Mesmo antes dos atentados nos EUA, já se delineava um cenário de desaquecimento das economias dos
principais países, o que não ocorria há décadas. O Fundo Monetário Internacional (FMI) revisou, por
meio da sua publicação 'World Economic Outlook', suas estimativas de desempenho da economia
mundial, reduzindo a taxa de crescimento esperado do PIB mundial para 2,6%, depois de um resultado de
4,7% em 2000. Os Estados Unidos tiveram seu prognóstico de crescimento diminuído para 1,3%, bem
abaixo da média superior a 4% que prevaleceu nos últimos anos. É um resultado que afeta o desempenho
internacional, tendo em vista que os EUA representam 30% da economia mundial e são também os
maiores demandadores das exportações dos demais países.
Na Europa, espera-se uma redução do crescimento da França para 2% e da Alemanha para 0,8%. Na Ásia,
destaca-se o Japão, que, de um crescimento de 1,7% no ano anterior, espera para 2001 uma recessão (0,5%), numa longa agonia de ausência de crescimento que já dura um decênio.

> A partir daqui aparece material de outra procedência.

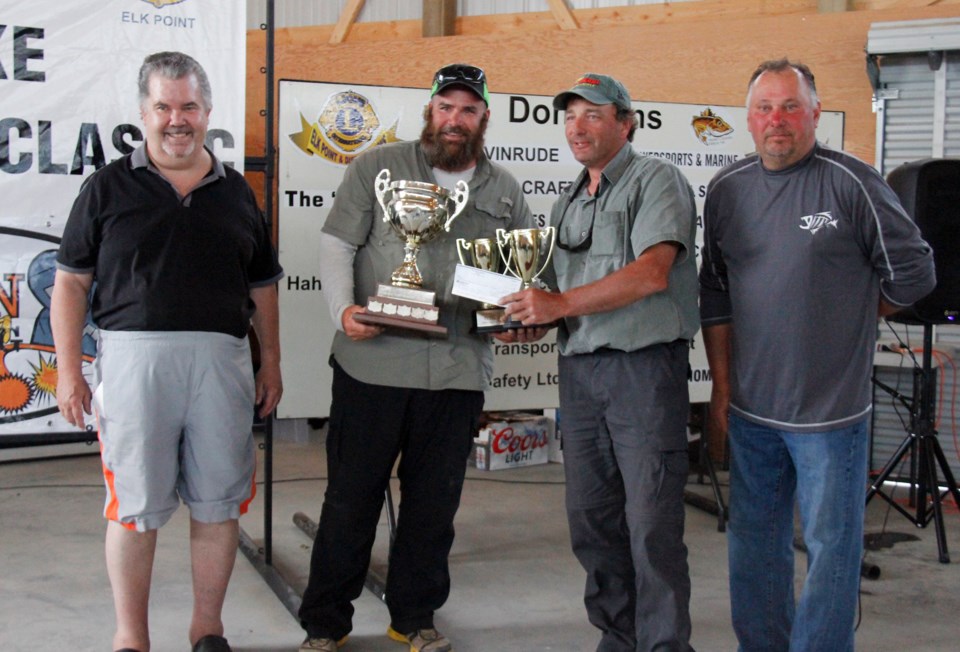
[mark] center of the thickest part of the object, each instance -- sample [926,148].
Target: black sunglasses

As perspectivas para o comércio mundial também não são boas. De acordo com dados da Organização
para a Cooperação e Desenvolvimento Econômico (OCDE), depois de um crescimento superior a 10%
em 2000, o desempenho de 2001 deverá restringir-se a uma elevação de 2%, com conseqüências sobre o
nível de preços praticados, uma vez que a queda da demanda tende a reduzir os preços dos produtos
exportados.
Também se prevê uma queda no fluxo de capitais, com destaque para os investimentos diretos
estrangeiros. A Conferência das Nações Unidas para o Comércio e Desenvolvimento (Unctad) divulgou
recentemente o 'World Investment Report', versão 2001, apontando para uma queda de 40% no fluxo
global de investimentos diretos estrangeiros para este ano, depois de ele ter atingido o recorde de US$ 1,3
trilhão em 2000.
Como o principal fator de expansão dos investimentos estrangeiros tem sido o processo crescente de
fusões e aquisições de empresas, a diminuição das operações dessa modalidade deverá impactar
principalmente os fluxos entre a Europa e os Estados Unidos, que vinham concentrando a parcela mais
significativa das transações de vendas e parcerias entre empresas.

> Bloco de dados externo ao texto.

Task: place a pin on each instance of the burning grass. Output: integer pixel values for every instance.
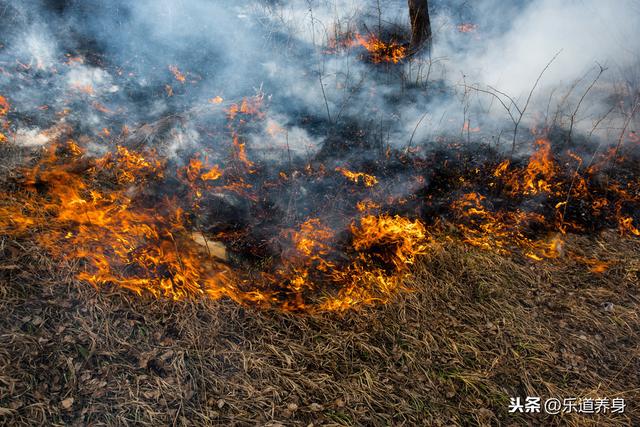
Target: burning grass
(478, 328)
(108, 212)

É importante ressaltar que todas essas estimativas ainda não levam em conta os efeitos do atentado
terrorista aos EUA. O fato em si, assim como os seus desdobramentos, deverá representar um
agravamento, a curto prazo, de uma situação econômica que já se mostrava em deterioração.
As recentes ações coordenadas envolvendo os bancos centrais das principais economias, diminuindo os
juros e injetando recursos para garantir a liquidez dos mercados, assim como os anunciados investimentos
dos EUA da ordem de US$ 40 bilhões para reconstrução e defesa de sua economia, poderão amenizar os
efeitos recessivos, embora estejam longe de representar a reversão do processo.

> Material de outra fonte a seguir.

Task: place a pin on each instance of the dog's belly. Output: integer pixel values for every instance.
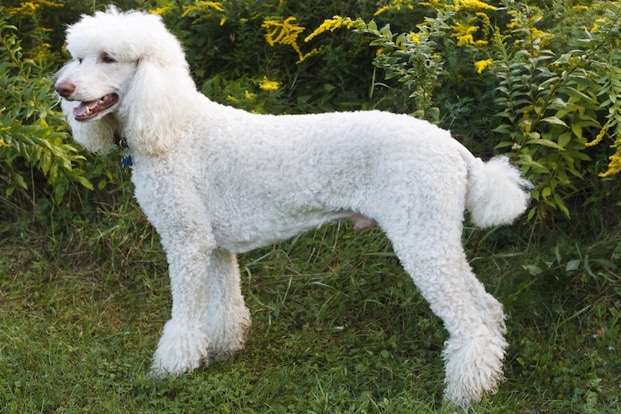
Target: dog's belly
(244, 236)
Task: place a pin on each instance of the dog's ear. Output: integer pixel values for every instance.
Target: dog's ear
(96, 136)
(157, 105)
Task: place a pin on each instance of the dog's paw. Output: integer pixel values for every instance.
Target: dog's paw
(181, 349)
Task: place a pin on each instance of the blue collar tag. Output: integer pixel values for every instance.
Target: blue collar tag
(127, 161)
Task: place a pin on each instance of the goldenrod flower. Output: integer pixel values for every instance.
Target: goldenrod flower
(284, 32)
(268, 85)
(614, 166)
(463, 32)
(395, 5)
(331, 25)
(481, 65)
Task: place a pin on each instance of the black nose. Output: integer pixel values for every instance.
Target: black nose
(64, 88)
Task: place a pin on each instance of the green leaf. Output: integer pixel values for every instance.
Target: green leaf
(546, 143)
(554, 120)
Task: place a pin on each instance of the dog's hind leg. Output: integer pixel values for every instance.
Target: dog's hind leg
(475, 349)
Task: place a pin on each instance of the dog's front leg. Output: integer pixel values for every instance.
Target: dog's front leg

Tendo em vista o excesso de capacidade ociosa observado nas empresas americanas, principalmente as de
tecnologia da informação, e, por outro lado, o elevado endividamento dos consumidores, a perguntachave é se as intervenções de inspiração keynesiana adotadas pelo governo republicano serão suficientes
para recuperar a confiança dos novos investimentos e das decisões de consumo.
O mais provável é que, dada a característica da crise atual decorrente do esgotamento do ciclo de
'exuberância irracional' da inflação de ativos, a recuperação seja mais lenta e a crise mais pronunciada.
Principalmente se uma das conseqüências do quadro econômico atual implicar uma desvalorização do
dólar, os efeitos para a demanda global deverão ser bastante significativos.
Para os países em desenvolvimento, em especial aqueles com necessidades de financiamento do balanço
de pagamentos, a diminuição do ritmo global de crescimento das economias, bem como os seus efeitos
para o comércio e fluxo de capitais, deverá limitar as oportunidades de crescimento.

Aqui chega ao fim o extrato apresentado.